Kara smiled as she drove into the clearing. This was where the new home would be built, whenever the hell that happened, but she was smiling because as the long driveway continued it made a gradual right turn and headed back up the hill toward a second entrance to the road above. It was a long U-shaped driveway that went down and came back up. It was perfect. Kara put the car in reverse and began to back up the way she had come. About thirty yards from the top of the dirt road, she stopped, put the car in park and killed the engine. She popped the trunk and took out a shovel. Taking a moment to calculate distances, she walked ten yards closer to the main road and scanned the terrain on either side of the dirt road. Both sides had hard-packed dirt covered with a thick layer of brown and green weeds. Perfect again.

Standing exactly in the center of the road, Kara took two giant steps to her right. She placed the tip of the shovel in an area where her car’s left tire had left a track. She stomped on the shovel and began digging. The soil beneath her shovel was rocky and unforgiving. But she didn’t have to dig deep. The hole she created had a depth of a dinner plate and a width of a turkey serving platter.

Almost an hour later, she had dug three more holes. It wasn’t particularly hot outside, but by the time she was done perfecting her holes, she was damp with perspiration. Kara tossed the shovel into the trunk. She opened the back door, fished around in her pack and withdrew a couple bottles of water. She chugged down an entire bottle and threw the empty in the car.

She looked in all directions to see if she was being observed. Seeing no one, she gave the back seat a hard tug.

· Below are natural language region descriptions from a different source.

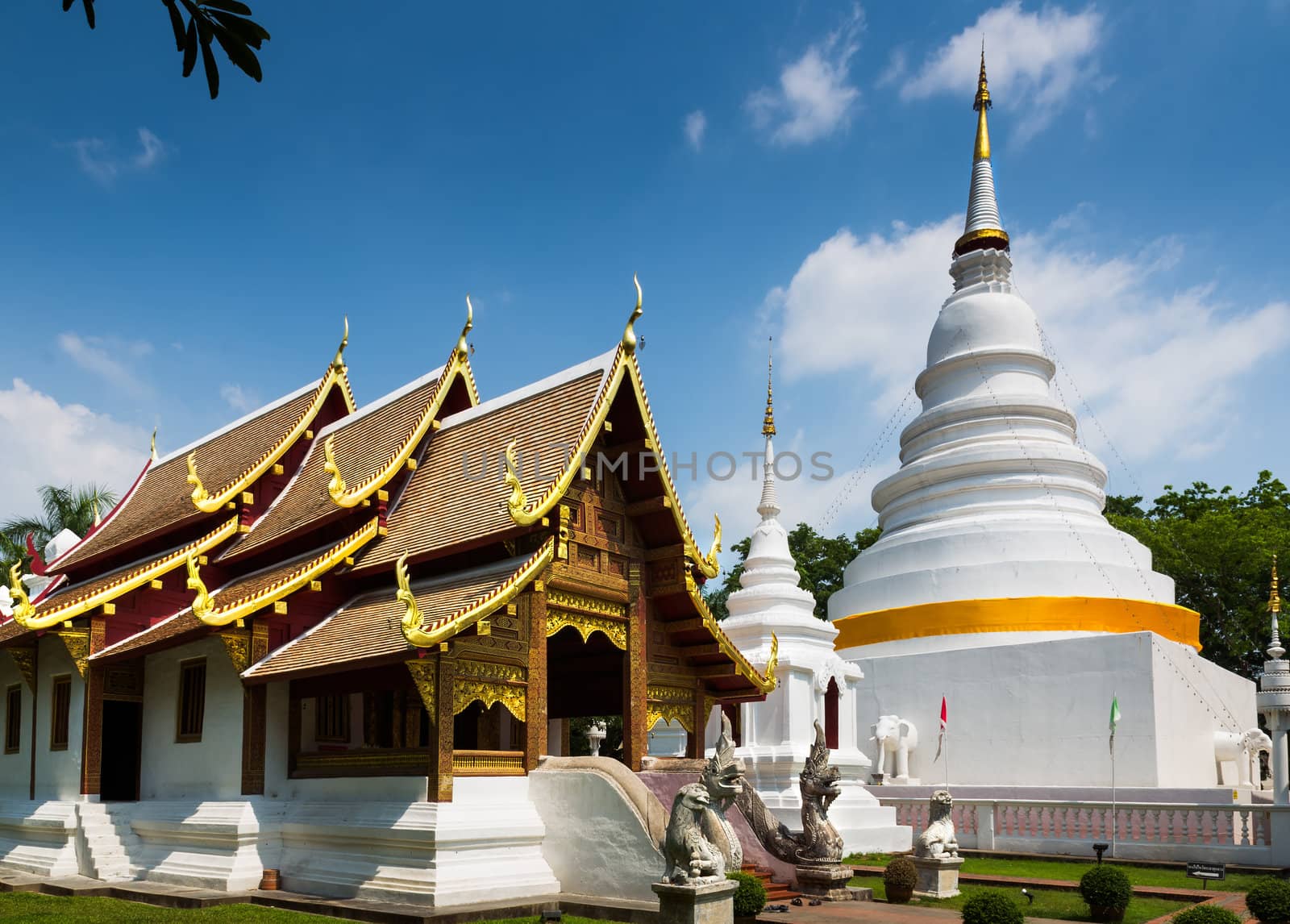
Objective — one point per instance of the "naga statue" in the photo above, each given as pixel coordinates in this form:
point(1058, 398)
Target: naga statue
point(692, 859)
point(819, 843)
point(722, 778)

She felt the frame give way as she pulled the seat loose of its clips. Kara set the back seat on the floorboard. Under the seat sat four pressure-triggered land mines. She removed one at a time until she had transported all four land mines to a tree less than twenty yards away. The tree had a natural crook near its base where leaves and deadfall had collected. Kara tunneled through the foliage with her hands and placed the four land mines so they sat snuggly against the tree. Using her hands, Kara covered the metal objects with the leaves and twigs. She stood back to inspect her work.

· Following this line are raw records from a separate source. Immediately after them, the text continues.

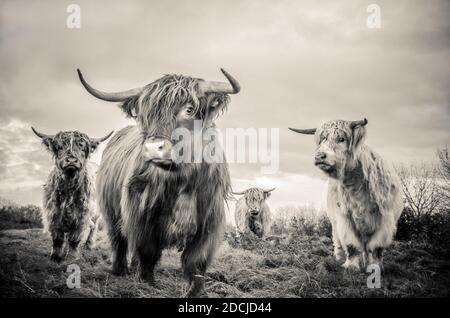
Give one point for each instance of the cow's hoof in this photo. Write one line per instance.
(351, 266)
(149, 280)
(197, 289)
(74, 255)
(196, 293)
(120, 271)
(56, 258)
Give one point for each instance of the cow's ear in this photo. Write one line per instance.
(130, 106)
(93, 146)
(47, 140)
(94, 142)
(358, 136)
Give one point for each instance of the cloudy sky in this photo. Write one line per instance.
(299, 63)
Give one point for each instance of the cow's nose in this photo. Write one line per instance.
(71, 160)
(157, 148)
(321, 156)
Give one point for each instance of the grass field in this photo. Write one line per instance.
(298, 265)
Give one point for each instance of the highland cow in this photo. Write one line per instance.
(68, 212)
(252, 213)
(150, 200)
(364, 193)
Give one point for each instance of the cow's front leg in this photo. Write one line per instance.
(195, 259)
(338, 251)
(149, 253)
(350, 243)
(381, 239)
(57, 248)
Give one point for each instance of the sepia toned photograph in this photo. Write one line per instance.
(247, 149)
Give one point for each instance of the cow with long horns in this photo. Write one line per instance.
(150, 200)
(69, 211)
(252, 213)
(364, 194)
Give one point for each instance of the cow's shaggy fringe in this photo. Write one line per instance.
(245, 221)
(156, 105)
(69, 205)
(364, 212)
(148, 208)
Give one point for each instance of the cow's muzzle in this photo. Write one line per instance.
(158, 151)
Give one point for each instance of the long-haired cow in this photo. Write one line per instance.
(364, 194)
(252, 214)
(69, 204)
(151, 201)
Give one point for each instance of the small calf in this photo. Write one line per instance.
(252, 213)
(364, 193)
(69, 212)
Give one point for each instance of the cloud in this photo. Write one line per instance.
(299, 63)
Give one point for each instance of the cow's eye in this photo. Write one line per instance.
(189, 109)
(215, 103)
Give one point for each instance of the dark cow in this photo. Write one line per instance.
(364, 193)
(252, 213)
(149, 200)
(69, 205)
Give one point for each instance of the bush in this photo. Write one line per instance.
(301, 221)
(20, 217)
(431, 230)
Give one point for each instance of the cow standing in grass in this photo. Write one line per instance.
(69, 205)
(364, 193)
(150, 200)
(252, 213)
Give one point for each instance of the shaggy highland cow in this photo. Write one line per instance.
(252, 214)
(69, 205)
(364, 193)
(151, 201)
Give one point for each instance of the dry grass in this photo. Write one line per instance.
(295, 262)
(299, 266)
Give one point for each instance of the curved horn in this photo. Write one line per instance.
(41, 135)
(109, 97)
(270, 190)
(232, 87)
(356, 123)
(99, 140)
(310, 131)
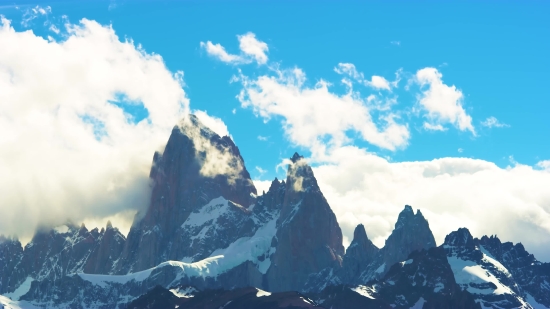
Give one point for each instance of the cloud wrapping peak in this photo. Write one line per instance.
(251, 50)
(513, 202)
(443, 103)
(68, 149)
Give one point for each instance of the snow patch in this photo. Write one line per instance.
(186, 292)
(364, 291)
(262, 293)
(438, 287)
(419, 304)
(7, 303)
(467, 272)
(250, 248)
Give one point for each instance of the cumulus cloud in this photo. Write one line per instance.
(545, 165)
(69, 148)
(513, 202)
(492, 122)
(433, 127)
(314, 116)
(250, 46)
(376, 82)
(214, 123)
(262, 185)
(363, 187)
(251, 50)
(31, 13)
(442, 103)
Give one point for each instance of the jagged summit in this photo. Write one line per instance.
(196, 167)
(460, 237)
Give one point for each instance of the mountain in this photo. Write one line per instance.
(207, 240)
(183, 189)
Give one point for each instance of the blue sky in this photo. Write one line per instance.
(494, 54)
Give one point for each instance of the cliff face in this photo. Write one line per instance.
(308, 236)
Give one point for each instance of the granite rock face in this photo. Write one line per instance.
(360, 253)
(53, 254)
(106, 253)
(480, 273)
(187, 176)
(308, 237)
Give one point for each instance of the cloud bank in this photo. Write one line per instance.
(362, 187)
(252, 50)
(68, 149)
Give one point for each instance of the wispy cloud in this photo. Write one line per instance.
(376, 82)
(251, 50)
(433, 127)
(442, 103)
(492, 122)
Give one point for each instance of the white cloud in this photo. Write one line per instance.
(513, 203)
(218, 51)
(376, 82)
(433, 127)
(545, 165)
(492, 122)
(67, 148)
(251, 50)
(313, 116)
(214, 123)
(31, 13)
(261, 185)
(443, 103)
(260, 170)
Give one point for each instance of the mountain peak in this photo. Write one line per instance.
(296, 157)
(460, 237)
(359, 232)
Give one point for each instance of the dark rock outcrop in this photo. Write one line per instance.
(106, 252)
(11, 253)
(196, 167)
(360, 253)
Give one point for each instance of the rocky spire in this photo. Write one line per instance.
(197, 166)
(308, 237)
(360, 253)
(412, 232)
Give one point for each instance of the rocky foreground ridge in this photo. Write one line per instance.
(207, 240)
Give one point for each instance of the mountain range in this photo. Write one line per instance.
(209, 240)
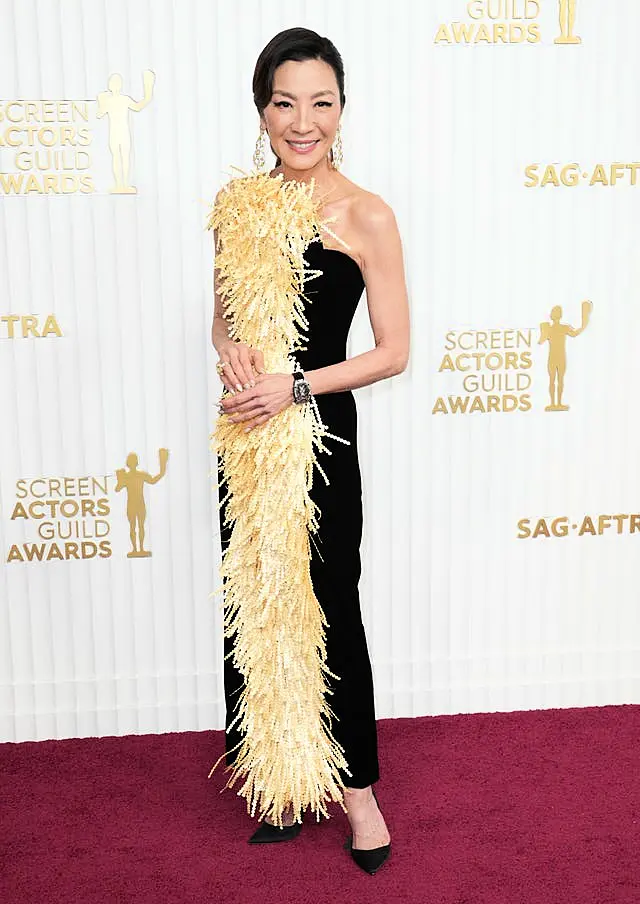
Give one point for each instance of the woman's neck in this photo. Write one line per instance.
(323, 175)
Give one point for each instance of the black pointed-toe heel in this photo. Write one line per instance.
(267, 833)
(370, 861)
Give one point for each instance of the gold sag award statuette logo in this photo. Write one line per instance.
(116, 105)
(567, 23)
(507, 22)
(133, 481)
(50, 141)
(555, 333)
(498, 366)
(71, 516)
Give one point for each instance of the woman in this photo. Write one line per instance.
(298, 90)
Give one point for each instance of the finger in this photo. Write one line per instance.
(233, 373)
(257, 422)
(247, 414)
(228, 376)
(243, 367)
(257, 359)
(240, 405)
(240, 399)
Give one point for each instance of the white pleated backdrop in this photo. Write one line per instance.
(462, 613)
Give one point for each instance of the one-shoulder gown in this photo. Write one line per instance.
(335, 571)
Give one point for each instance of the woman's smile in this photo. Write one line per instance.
(302, 147)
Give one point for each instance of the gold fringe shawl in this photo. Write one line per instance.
(288, 754)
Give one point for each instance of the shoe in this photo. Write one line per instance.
(267, 833)
(370, 861)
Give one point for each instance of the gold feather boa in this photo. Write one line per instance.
(288, 754)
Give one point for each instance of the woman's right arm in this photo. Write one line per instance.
(243, 361)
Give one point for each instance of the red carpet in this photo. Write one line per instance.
(502, 808)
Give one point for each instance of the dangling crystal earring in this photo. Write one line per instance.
(336, 150)
(259, 160)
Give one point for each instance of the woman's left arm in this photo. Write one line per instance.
(381, 259)
(383, 270)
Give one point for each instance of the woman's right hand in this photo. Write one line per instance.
(243, 364)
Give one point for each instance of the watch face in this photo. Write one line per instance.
(301, 391)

The holes she had dug in the road looked a little suspicious, but not strange enough for someone to think, “Hey, I wonder if someone was burying land mines around here? I better go looking for them. Maybe that tree would be a good place to start?”

She had needed to hide the land mines because they were excessively heavy to tote around in her backpack while riding the motorcycle. She could have placed them in her bike’s saddlebags, but the thought of having explosives strapped to the side of her motorcycle while driving the crazy streets of Peshawar didn’t really float her boat.

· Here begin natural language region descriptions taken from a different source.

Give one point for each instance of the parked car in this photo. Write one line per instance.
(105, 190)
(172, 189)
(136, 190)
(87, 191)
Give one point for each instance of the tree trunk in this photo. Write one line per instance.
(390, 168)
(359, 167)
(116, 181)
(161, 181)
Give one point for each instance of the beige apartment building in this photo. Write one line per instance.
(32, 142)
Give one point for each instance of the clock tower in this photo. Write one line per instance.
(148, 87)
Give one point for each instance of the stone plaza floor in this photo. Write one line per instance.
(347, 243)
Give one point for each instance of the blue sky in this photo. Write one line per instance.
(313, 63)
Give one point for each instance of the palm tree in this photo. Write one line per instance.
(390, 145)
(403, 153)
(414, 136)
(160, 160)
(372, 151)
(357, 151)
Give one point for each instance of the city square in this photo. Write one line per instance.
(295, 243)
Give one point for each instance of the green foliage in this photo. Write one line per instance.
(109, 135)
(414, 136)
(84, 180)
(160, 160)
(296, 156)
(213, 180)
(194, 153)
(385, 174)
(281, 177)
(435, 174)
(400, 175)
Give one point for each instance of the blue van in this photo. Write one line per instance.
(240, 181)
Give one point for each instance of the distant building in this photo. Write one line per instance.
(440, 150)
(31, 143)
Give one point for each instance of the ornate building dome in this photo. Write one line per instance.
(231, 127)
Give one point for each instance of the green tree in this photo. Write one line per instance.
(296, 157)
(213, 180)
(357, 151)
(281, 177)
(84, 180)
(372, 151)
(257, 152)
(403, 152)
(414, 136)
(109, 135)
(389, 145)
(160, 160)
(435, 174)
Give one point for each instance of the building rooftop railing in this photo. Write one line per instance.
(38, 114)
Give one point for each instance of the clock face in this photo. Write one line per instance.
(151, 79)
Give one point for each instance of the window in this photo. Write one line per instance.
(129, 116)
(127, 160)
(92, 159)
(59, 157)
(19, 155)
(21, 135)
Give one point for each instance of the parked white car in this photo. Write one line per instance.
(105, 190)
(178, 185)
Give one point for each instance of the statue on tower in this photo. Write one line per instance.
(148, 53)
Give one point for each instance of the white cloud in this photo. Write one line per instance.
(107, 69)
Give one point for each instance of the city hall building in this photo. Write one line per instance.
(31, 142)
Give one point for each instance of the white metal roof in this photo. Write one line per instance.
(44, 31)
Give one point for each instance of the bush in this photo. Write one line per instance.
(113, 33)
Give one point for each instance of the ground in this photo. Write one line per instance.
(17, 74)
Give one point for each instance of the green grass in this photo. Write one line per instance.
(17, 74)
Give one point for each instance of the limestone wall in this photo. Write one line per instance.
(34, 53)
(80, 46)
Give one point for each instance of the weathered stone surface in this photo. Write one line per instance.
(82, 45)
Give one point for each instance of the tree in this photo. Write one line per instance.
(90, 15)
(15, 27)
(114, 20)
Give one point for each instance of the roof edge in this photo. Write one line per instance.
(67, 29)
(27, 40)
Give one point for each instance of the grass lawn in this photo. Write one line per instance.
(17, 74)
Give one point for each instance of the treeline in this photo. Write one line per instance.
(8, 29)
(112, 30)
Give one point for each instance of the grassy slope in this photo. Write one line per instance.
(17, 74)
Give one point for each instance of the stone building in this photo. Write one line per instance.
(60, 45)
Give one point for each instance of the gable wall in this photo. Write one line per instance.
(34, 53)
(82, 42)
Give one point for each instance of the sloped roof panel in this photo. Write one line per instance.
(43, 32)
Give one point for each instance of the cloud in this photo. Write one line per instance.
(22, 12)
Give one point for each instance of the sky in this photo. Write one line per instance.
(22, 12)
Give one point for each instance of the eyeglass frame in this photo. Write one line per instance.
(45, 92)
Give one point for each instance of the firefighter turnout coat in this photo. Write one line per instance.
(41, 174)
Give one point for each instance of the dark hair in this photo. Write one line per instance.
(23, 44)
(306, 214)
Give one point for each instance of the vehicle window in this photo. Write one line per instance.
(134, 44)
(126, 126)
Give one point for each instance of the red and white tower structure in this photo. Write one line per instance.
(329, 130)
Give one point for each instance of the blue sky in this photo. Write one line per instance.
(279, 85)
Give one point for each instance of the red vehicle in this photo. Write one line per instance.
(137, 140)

Having done all she could do, Kara got back into the car, backed all the way up to the main road and re-exited the vehicle. She now held a red rag she’d found in Kornev’s barn. Taking a knife from a side pocket of her leather pants, she cut the rag into long strips and tied them to bushes on both sides of the road. Remaining vigilant to oncoming traffic, she saw a single truck before the driver spotted her. She hid in the bushes until it passed and then completed tying the rags to the foliage.

Kara checked the time on her phone and hoped the housekeeper left at the same time each day. Kara had to go get the motorcycle and continue her surveillance of the banker’s mansion.